One of my book groups was scheduled to read this so I scrounged used book stores until I found a copy, a bit battered but in one piece. Truthfully I prefer hard copies but then I feel a burning desire to keep it, so I try to decide if a book is truly “shelfworthy.” If a book is worthy of keeping in my small house then I will go for the hard. Sure that this would be one to pass along I opted soft. I enjoyed it, it isn't a “classic” or of great quality, some of it seems a bit cliché, and perhaps the portrayal of the Cheyenne isn't very accurate. That being said I still liked it.

If the notes are to be believed the premise of the book is based on a real event. Apparently in 1854 at a national peace conference a noted Indian chief requested 1000 white women be sent West as brides in exchange for horses. The reasoning was that procreating with white women would be the impetus for assimilating the Indian nation into the white man's society. Of course this did not go well and indeed the women were never sent. Enter Jim Fergus to write a “what if” story of just such an endeavor. It is moved forward in time about twenty years and written in the form of a journal of one such woman sent to be a “savage bride.”

As you can imagine it was quite difficult to find 1000 willing women to go, so the prisons and insane asylums were culled for volunteers. Forty women are assembled. May Dodd had been put in an insane asylum by her wealthy family for having a “perverse personality” disorder. Which means she has been living with a man to whom she is not married and had children out of wedlock. The ability to leave the asylum, she thinks, may be her ticket to a new life and a future opportunity to perhaps be able to find her children. While on the way West May has a short but torrid affair with John Bourke, an army captain. He tries to get May to scrap her plans but he also cannot marry her because he is already betrothed, and besides she is not an acceptable bride for an officer.

As the traveling and the journalling progresses the reader gets to know the core group of women quite well and a motley crew they are. Among them are a gay environmentalist, a black Amazon ex-slave, an evangelical Bible-thumper, a terrified mute, feisty Irish twins, a Swedish farm girl, and a racist Southern belle. May steps up as a pillar of strength, an understanding influence, and a wise leader among the women. When she becomes the wife of an important chief she adapts to native life and helps her fellow wives assimilate into the tribe. Of course knowing any history of the time and place the reader knows things cannot end well. There are problems of course with communication and the clash not only of cultures but of strong personalities. The Natives are at war with invading white people but also with each other. There is brutality and hardship as well as love and dawning understanding between unlike minds. When the powers that be in Washington decide to take over the very land where the tribes of the women have been located, the army, including Bourke shows up. Heartbreak.

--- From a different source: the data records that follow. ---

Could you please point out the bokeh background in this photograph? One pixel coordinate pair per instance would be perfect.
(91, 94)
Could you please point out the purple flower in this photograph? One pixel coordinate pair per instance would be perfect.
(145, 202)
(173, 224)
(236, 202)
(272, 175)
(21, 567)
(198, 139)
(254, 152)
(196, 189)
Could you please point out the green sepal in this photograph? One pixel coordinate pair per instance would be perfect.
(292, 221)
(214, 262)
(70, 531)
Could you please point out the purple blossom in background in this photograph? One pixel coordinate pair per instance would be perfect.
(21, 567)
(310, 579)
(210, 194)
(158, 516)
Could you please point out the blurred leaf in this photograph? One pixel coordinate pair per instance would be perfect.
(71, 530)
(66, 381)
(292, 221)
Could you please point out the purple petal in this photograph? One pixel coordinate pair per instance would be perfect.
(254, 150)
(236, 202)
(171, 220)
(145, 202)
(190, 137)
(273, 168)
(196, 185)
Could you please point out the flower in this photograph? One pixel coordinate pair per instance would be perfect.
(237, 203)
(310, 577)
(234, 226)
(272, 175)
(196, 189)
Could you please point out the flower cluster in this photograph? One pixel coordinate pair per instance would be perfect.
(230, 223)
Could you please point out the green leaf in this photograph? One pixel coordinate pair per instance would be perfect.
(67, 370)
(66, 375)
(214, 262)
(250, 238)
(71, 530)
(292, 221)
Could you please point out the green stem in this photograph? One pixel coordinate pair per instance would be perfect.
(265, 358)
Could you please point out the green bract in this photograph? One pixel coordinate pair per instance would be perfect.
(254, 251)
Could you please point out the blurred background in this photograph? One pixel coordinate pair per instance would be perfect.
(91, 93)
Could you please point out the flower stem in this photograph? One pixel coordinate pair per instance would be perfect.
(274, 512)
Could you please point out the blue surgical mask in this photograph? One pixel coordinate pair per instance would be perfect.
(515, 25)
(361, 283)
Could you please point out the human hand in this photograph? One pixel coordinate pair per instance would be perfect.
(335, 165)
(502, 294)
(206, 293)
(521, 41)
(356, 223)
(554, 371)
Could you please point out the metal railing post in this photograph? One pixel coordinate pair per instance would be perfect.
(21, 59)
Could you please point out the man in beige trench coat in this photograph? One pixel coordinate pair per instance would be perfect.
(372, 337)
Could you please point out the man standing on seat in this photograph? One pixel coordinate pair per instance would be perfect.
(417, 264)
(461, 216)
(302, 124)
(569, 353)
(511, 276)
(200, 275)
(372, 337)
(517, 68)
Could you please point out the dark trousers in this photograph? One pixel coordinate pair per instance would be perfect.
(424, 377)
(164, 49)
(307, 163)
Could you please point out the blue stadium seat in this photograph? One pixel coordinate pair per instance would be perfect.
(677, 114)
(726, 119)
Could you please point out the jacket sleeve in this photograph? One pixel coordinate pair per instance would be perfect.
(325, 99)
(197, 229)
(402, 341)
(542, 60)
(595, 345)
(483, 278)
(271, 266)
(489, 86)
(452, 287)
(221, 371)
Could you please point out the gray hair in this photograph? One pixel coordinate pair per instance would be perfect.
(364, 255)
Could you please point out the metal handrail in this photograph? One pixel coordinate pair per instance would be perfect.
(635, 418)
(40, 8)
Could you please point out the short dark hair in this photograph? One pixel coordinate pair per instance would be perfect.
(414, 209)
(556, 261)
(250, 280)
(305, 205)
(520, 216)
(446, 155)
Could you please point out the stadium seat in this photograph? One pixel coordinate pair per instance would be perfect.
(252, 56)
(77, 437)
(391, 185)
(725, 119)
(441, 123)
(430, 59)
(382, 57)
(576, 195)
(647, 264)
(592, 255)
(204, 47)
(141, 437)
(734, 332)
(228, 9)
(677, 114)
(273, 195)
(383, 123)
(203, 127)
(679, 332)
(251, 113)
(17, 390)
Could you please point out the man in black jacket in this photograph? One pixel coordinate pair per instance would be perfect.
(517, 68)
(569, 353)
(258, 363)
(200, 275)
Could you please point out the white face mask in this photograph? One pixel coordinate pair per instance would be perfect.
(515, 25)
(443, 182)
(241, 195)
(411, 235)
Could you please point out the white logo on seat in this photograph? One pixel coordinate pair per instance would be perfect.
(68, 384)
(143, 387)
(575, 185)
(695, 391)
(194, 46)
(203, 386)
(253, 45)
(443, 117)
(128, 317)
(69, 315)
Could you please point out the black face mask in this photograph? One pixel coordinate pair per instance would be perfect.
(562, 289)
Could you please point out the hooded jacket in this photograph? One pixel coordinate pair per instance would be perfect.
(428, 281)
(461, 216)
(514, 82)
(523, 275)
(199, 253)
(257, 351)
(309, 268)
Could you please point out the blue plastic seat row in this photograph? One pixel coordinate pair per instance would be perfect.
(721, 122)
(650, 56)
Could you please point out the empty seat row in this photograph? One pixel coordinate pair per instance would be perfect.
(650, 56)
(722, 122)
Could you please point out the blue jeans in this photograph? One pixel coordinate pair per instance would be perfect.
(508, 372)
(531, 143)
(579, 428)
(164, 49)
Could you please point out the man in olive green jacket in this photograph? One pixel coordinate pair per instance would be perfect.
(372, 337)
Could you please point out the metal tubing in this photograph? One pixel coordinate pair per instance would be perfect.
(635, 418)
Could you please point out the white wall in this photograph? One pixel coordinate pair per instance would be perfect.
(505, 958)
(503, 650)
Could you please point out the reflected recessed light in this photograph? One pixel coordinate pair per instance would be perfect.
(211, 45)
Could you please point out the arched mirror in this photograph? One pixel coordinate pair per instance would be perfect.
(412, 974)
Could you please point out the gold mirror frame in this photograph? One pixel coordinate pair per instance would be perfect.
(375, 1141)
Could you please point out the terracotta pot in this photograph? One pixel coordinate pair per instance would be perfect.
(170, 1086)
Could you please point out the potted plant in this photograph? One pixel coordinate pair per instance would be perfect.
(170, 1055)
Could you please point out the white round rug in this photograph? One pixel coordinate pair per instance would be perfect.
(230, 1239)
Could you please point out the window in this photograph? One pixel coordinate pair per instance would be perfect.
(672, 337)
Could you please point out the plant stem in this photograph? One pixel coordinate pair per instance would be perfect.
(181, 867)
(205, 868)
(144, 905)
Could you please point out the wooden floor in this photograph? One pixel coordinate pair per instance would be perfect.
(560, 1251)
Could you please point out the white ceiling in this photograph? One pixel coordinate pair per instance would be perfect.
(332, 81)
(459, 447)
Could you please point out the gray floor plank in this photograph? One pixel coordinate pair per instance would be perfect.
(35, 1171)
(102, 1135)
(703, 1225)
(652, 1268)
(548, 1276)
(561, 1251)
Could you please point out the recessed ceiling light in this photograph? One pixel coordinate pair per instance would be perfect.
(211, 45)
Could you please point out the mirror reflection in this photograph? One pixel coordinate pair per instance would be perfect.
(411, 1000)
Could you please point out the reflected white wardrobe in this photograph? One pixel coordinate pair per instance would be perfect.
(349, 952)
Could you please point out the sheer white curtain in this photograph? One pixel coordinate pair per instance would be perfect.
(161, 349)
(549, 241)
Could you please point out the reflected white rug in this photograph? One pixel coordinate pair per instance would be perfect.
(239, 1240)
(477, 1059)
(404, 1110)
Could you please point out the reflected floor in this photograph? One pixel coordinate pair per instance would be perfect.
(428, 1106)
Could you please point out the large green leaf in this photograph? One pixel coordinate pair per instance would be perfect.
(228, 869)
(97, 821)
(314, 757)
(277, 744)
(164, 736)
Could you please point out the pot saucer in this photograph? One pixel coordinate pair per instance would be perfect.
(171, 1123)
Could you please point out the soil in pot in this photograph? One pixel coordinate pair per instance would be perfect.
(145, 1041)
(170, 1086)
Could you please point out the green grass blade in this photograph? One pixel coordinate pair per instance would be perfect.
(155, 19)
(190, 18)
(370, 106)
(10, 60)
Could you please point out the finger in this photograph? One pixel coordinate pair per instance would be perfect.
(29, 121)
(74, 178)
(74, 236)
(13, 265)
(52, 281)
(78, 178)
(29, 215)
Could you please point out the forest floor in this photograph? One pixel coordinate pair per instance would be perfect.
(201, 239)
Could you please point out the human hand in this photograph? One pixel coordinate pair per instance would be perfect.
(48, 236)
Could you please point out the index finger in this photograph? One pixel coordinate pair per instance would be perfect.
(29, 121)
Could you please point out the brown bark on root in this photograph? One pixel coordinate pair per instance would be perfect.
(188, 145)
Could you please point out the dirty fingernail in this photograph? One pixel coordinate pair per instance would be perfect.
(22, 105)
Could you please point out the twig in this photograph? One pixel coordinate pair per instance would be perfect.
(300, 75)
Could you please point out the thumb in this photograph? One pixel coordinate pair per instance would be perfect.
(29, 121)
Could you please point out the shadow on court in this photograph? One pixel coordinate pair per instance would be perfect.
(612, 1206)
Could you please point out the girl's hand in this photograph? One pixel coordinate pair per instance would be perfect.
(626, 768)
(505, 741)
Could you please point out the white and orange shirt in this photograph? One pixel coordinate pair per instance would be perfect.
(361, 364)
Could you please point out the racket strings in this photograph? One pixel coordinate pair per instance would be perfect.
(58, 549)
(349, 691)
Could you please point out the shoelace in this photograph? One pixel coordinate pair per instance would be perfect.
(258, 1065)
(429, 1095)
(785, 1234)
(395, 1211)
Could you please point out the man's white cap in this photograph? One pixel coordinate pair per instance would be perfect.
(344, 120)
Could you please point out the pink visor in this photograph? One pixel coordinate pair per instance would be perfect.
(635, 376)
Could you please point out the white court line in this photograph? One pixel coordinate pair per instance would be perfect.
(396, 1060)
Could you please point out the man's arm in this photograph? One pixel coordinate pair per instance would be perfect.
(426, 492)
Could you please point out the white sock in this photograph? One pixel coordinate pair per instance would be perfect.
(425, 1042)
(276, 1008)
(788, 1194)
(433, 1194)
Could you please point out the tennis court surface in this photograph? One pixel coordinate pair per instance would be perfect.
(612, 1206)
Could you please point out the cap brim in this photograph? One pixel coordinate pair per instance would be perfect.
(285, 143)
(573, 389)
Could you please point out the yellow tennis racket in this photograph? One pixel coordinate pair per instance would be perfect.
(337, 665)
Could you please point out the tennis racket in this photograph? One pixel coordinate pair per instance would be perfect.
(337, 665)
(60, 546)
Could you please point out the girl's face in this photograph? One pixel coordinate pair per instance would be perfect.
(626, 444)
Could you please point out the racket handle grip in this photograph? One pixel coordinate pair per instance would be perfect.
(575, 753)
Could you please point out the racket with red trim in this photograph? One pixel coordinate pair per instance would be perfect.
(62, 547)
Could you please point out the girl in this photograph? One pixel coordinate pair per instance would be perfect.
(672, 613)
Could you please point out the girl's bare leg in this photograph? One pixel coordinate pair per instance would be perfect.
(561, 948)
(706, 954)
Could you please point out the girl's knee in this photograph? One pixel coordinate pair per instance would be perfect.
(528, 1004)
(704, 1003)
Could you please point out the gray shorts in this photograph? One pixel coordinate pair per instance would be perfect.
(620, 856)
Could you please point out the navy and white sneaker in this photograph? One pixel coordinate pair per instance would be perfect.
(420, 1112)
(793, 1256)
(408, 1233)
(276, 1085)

The segue to the present in my opinion works well and closes the story nicely. Whether or not the description of Cheyenne life is accurate, I enjoyed the adventure, the strange characters, and even the love stories. If you can't appreciate history re-imagined it isn't for you, but if you like the fantastic “what ifs” of a good tale told then you may want to try this one. Overall our book group liked it and we had a good discussion. I have already passed it along to a good friend. Hope she likes it.